A long, long, time ago (just typing those words makes me want to start singing “American Pie”), I was given the best piece of writing advice ever. I’d been struggling with defining my niche as a writer, and frustrated that I couldn’t get down deep into my gut and extract the feelings living there.

Growing up, I was pretty famous in my family for writing lengthy story poems, or odes, always in couplets, for all our major events. Most of these contained quite a bit of humor, and they most certainly wouldn’t qualify as “serious poetry.”

For 10 years and three months, 272 times, I wrote a bi-weekly humorous personal experience column for the Chinook Observer. It garnered me 11 state awards in 10 years. The editor called it “fluff writing.”

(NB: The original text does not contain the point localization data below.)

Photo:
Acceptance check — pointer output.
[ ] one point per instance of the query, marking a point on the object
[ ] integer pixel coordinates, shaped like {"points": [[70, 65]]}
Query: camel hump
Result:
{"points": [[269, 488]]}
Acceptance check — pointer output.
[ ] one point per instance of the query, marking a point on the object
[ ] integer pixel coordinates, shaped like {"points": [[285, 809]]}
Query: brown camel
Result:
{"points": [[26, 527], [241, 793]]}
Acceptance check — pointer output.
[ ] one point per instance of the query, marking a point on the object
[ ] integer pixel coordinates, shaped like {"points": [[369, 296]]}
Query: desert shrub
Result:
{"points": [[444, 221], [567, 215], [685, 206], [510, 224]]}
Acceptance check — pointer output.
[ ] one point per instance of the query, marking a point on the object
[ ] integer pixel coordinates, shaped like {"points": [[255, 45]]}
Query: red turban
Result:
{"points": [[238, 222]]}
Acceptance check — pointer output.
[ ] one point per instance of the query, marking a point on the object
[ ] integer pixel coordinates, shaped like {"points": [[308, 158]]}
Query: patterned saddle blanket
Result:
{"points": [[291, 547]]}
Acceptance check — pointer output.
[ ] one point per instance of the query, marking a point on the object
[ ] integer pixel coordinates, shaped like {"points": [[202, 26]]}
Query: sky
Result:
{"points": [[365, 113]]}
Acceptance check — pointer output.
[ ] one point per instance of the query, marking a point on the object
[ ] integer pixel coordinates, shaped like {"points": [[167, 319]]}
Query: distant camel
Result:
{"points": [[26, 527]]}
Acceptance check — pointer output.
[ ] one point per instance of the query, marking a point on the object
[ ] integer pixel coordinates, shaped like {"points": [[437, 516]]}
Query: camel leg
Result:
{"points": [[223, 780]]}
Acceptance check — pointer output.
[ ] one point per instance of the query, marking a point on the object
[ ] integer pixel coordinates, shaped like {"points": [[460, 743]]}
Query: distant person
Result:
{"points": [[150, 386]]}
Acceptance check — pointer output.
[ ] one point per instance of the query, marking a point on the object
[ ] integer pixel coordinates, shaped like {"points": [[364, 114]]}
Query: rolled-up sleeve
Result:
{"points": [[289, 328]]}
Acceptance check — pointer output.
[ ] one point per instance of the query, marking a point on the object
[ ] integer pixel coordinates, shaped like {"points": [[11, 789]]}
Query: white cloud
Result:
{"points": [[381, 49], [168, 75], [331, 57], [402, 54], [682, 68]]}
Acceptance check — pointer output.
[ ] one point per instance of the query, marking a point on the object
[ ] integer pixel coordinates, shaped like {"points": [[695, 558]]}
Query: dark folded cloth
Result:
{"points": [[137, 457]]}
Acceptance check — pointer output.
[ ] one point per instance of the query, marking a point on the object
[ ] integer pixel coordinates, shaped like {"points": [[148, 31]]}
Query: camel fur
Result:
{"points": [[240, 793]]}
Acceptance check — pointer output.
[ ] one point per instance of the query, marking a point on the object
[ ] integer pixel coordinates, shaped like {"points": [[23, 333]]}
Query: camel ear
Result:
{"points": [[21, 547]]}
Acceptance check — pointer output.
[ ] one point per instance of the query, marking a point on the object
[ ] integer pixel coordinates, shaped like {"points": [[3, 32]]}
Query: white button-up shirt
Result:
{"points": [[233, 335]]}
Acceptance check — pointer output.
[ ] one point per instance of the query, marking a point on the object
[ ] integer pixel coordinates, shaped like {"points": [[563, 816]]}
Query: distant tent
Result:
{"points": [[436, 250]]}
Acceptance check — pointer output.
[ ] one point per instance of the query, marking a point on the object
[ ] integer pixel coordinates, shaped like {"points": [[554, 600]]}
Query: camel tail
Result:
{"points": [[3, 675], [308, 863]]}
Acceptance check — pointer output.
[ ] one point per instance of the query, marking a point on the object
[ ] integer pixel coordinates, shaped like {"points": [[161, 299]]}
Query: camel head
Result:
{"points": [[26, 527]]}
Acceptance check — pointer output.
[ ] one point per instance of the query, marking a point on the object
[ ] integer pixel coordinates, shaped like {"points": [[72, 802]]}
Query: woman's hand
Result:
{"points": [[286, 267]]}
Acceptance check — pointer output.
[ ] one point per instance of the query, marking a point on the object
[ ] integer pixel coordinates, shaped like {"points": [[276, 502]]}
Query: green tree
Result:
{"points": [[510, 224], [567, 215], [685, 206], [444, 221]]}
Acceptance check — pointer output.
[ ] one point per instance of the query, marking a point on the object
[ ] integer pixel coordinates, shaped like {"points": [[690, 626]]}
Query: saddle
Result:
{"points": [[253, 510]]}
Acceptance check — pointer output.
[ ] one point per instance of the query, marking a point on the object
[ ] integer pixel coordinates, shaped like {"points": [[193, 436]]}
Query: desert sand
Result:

Fluff? Well, yes, I suppose it was. But it was what I knew how to do. I loved telling stories that entertained as well as informed, and humor always found a way to sneak into my work, no matter what the topic.

But what I secretly longed to write was cutting-edge, suspense-filled, heart-pounding fiction. I wanted to be taken seriously as a writer, and I thought I must write serious stories to achieve that status.

And then a writing colleague explained to me how the world needs all kinds of writing. He said my style and voice were perfect just the way they were, and that I was a “serious” writer just as long as I kept writing.

Then he told me the five most important words of my entire writing life. He said, “Don’t fight what you write.”

And at that moment, I knew I’d never be rubbing elbows with Stephen King or James Patterson or J.D. Robb. But that certainly didn’t rule out having my books on a shelf next to the likes of Debbie Macomber or Janet Evanovich.

So that’s when I accepted what I write as being “good enough” and started working on a Cozy Mystery series. Oh, it’s still “fluff,” all right, but it’s darn good fluff, and it turns out that it’s exactly what many people want to read!